An international law enforcement operation raided and destroyed RaidForums, one of the world’s largest hacking forums notorious for selling access to users’ hacked personal information.
The seizure of the cybercrime website, dubbed the Tourniquet, involved authorities from the US, UK, Sweden, Portugal and Romania, with criminal investigations leading to the arrest of the forum’s administrator at his home in Croydon, England last month.
The three confiscated domains linked to the illegal marketplace include raidforums[.]com”, “Rf[.]ws” and “Raid[.]lol.”
Diogo Santos Coelho (aka “Omnipotent”), the said founder and chief administrator, was arrested in the UK on January 31st and faces extradition to the US. Santos Coelho was charged with conspiracy, access device fraud and aggravated identity theft.
In addition to describing Santos Coelho’s central role in developing and managing the software and computing infrastructure, the US Department of Justice (DoJ) accused the 21-year-old Portuguese of operating a fee-based intermediary to facilitate transactions on the platform.
“In particular, to instill trust between transaction parties, the Official Middleman Service enabled buyers and sellers to verify the tendered tender and smuggling records prior to executing the transaction,” the DoJ said.
Europol, which called it the “culmination of a year of meticulous planning,” said RaidForums had more than 500,000 users since its launch in January 2015, with the showcase offering for sale databases of stolen data containing more than 10 billion unique records of individuals include the US and abroad.
These databases, which served as a repository for personal information, contained credit card details, bank account numbers and routing information, social security numbers, and the usernames and associated passwords needed to access online accounts.
“This marketplace had made a name for itself by selling access to high-profile database leaks owned by a number of US companies across multiple industries,” the agency said. “These sets of data come from data breaches and other exploits that have taken place over the last few years.”
Interestingly, “raid” in RaidForums is a nod to its early beginnings as a hub for organizing various forms of electronic harassment – such as “raiding,” which refers to a form of targeted harassment by sending an overwhelming amount of messages to a victim.
The dismantling of RaidForums is said to have taken place on February 25th, 2022 when the online marketplace mysteriously went offline almost two weeks after being plagued by database errors and failures between February 7th and 12th, implying that Law enforcement officers had access to the infrastructure for several weeks.
“Prior to the alleged seizure, Omnipotent allegedly went on vacation between January 31 and February 7, the date of the most recent outage, according to his Telegram bio,” cybersecurity firm Flashpoint noted at the time.
“After the site came back up on February 12th, Omnipotent has not commented on the outage.

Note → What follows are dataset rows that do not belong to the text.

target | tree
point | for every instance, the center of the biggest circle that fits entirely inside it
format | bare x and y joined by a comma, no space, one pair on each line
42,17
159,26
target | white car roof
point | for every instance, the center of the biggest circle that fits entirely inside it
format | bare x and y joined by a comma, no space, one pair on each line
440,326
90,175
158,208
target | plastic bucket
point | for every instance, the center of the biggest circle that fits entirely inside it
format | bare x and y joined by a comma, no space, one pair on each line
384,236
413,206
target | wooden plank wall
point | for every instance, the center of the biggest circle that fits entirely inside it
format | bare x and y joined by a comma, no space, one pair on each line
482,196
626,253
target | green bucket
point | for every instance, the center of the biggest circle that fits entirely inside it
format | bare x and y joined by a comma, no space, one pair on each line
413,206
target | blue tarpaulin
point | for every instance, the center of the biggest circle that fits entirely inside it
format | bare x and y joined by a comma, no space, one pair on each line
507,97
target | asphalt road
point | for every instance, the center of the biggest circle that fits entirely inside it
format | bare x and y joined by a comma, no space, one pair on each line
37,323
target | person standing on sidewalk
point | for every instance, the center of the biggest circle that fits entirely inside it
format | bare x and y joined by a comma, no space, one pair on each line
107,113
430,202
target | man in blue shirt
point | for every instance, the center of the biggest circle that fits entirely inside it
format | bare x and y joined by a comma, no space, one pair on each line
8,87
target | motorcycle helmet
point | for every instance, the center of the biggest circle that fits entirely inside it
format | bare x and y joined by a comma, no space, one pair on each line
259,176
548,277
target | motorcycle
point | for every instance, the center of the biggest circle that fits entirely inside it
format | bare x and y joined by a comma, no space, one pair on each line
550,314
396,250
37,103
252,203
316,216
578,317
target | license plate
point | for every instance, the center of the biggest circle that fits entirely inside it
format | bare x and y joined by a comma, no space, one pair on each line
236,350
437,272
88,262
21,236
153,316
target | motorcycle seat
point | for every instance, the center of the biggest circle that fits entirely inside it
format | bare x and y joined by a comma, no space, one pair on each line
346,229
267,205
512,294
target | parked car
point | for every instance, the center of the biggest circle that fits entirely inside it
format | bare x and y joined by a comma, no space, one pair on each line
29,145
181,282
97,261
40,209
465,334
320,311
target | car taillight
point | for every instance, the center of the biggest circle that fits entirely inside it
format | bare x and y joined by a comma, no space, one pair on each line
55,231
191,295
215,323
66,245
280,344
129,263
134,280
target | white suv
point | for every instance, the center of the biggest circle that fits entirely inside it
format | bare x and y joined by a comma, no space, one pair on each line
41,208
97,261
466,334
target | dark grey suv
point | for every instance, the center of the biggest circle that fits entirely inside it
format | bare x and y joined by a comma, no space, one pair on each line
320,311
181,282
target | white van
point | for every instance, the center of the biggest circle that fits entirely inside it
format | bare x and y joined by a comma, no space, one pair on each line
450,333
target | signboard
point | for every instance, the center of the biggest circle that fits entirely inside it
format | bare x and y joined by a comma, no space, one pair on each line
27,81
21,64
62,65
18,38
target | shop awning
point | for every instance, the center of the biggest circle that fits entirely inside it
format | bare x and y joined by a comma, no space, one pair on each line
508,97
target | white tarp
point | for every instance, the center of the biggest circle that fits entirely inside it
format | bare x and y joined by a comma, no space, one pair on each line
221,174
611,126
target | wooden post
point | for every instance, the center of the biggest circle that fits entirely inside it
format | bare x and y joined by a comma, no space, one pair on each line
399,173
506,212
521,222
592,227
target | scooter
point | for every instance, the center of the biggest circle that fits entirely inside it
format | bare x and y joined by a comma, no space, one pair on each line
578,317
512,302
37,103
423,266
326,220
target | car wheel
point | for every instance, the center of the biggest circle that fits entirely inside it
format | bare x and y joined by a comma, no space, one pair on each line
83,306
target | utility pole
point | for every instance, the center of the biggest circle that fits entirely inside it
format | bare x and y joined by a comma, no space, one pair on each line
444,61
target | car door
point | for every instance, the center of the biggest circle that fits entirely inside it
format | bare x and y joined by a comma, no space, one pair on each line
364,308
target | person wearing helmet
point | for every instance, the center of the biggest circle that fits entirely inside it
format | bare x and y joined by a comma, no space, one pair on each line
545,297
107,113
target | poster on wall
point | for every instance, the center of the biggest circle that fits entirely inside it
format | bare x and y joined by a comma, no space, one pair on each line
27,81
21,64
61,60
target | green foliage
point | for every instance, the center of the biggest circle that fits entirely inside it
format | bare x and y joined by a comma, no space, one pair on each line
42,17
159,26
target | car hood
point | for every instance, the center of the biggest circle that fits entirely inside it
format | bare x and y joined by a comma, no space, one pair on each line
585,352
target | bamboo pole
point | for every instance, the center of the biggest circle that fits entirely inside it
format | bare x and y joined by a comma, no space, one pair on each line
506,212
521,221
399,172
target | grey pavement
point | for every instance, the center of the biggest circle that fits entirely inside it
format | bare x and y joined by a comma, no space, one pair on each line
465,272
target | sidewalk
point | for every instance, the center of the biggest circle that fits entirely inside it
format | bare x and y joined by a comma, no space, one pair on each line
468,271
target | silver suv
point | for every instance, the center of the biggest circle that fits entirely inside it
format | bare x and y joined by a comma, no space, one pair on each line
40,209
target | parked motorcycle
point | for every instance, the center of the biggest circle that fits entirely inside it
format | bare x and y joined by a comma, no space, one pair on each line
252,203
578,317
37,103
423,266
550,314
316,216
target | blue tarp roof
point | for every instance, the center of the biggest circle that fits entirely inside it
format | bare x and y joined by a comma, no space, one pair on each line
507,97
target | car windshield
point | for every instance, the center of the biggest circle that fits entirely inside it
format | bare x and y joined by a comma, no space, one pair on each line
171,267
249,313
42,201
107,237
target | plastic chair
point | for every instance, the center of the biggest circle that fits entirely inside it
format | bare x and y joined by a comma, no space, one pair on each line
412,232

Also, it appears that the owner of the site was not active on the site until the alleged seizure on February 25.”
Aside from acting as an online venue for illegal activities, RaidForums relied on various subscription tiers (i.e. Free, VIP, MVP, and God) to profit from selling confidential and sensitive information. Another monetization technique involved using member credits to unlock privileged access to the compromised databases.
Additionally, RaidForums enabled cybercriminals to earn credit through other means, such as posting instructions on how to commit illegitimate acts, the DoJ added.
The demise of RaidForums comes amid a series of ongoing steps law enforcement agencies have taken over the past year to tackle cybercrime. Last week, German and US authorities shut down Hydra, a Russia-based, longest-running dark web marketplace linked to $5 billion in transactions since 2015.
“Disruption has always been a key technique to deal with threat actors online, so attacking forums hosting massive amounts of stolen data keeps criminals on their toes,” said Edvardas Šileris, head of Europol’s European Cybercrime Center, in a statement.